Tron seeks dismissal of the SEC’s lawsuit, stating “foreign digital asset offerings to foreign purchasers on global platforms.”
The entity responsible for the layer-1 blockchain Tron has petitioned a federal court in New York to discharge a lawsuit filed against it by the United States Securities and Exchange Commission. The defendants claim that the SEC is primarily interested in foreign activities.
The Tron Foundation stated in a dismissal motion filed in a New York federal court on March 28 that the SEC’s attempt to apply U.S. security laws to “predominantly foreign conduct” goes “too far” and that “the SEC is not a global regulator.”
The SEC I filed a lawsuit against Sun, the Tron Foundation, the BitTorrent Foundation, and its parent company Rainberry Inc. in San Francisco, both of which Tron acquired in 2018, in March of last year, alleging that Sun sold Tron TRX. Moreover, BitTorrent (BTT) tokens constitute unregistered offerings of securities.
Tron, headquartered in Singapore, stated in its motion that the SEC has no authority over “foreign digital asset offerings to foreign purchasers on global platforms.”
Tron asserted that the tokens were sold “completely overseas” in order to circumvent the U.S. market and that the SEC did not claim that they were “initially offered or sold to any U.S. residents.”
The statement dismissed as “dubious” the SEC’s assertion that subsequent secondary token transactions “on a U.S.-based platform serving users worldwide” constituted unregistered U.S. securities.
Tron argued that the tokens fail classification as investment contracts under the U.S. securities classification, the Howey test, even if the SEC had jurisdiction.
The SEC also alleged in its lawsuit that Sun, a Grenadian national of Chinese descent, engaged in “manipulative wash trading” and covertly compensated celebrities, such as Soulja Boy and Akon, to promote the tokens. “Manipulative wash trading” occurs when one entity buys and sells a token to stimulate market activity.
Tron wrote in its motion, “No particularized facts show that the trades were actually ‘wash trades,’ wrongfully executed for illegitimate purposes (much less affecting anyone in the United States),” “The SEC also does not allege a single victim,” it added.
Tron further contended that the SEC’s support for its already tenuous and often indiscernible claims was “generalizations and conclusions” rather than “generalizations and conclusions to support its already thin, frequently indiscernible claims.”

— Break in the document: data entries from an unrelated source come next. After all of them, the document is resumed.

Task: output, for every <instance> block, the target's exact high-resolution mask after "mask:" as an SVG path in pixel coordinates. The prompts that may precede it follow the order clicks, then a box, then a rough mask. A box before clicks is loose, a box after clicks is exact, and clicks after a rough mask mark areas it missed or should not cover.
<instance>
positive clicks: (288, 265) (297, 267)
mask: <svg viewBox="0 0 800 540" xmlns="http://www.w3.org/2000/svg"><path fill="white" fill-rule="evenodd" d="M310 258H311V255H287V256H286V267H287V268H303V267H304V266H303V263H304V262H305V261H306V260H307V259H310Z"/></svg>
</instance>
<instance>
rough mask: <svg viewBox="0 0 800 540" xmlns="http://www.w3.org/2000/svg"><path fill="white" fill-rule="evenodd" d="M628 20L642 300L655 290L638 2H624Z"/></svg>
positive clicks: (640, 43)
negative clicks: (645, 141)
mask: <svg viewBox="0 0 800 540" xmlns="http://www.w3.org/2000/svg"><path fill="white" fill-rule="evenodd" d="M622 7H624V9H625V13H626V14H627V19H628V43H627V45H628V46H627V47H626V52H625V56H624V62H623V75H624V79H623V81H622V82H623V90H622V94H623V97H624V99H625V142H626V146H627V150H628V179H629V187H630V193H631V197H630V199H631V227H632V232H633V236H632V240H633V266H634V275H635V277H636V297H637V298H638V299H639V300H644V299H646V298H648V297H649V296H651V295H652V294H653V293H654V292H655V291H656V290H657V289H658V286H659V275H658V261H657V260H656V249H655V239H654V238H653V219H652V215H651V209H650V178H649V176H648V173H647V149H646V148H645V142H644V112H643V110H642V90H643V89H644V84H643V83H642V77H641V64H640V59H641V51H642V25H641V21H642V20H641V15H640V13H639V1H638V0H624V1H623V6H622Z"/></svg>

“For example, although the SEC purports to allege fraud, no material misstatement is alleged, leaving Defendants (and the Court) to speculate on the precise basis for those claims,” the document continued.
Tron further contended that the case ought to be dismissed by the significant questions doctrine—a Supreme Court decision stating that legislation is enacted by Congress and not by regulators—a principle cited in SEC lawsuit dismissal motions by other cryptocurrency firms, such as Kraken and Coinbase.
Within two weeks, the SEC must respond to Tron’s motion. There was no prompt response from the SEC to a request for comment regarding the dismissal motion.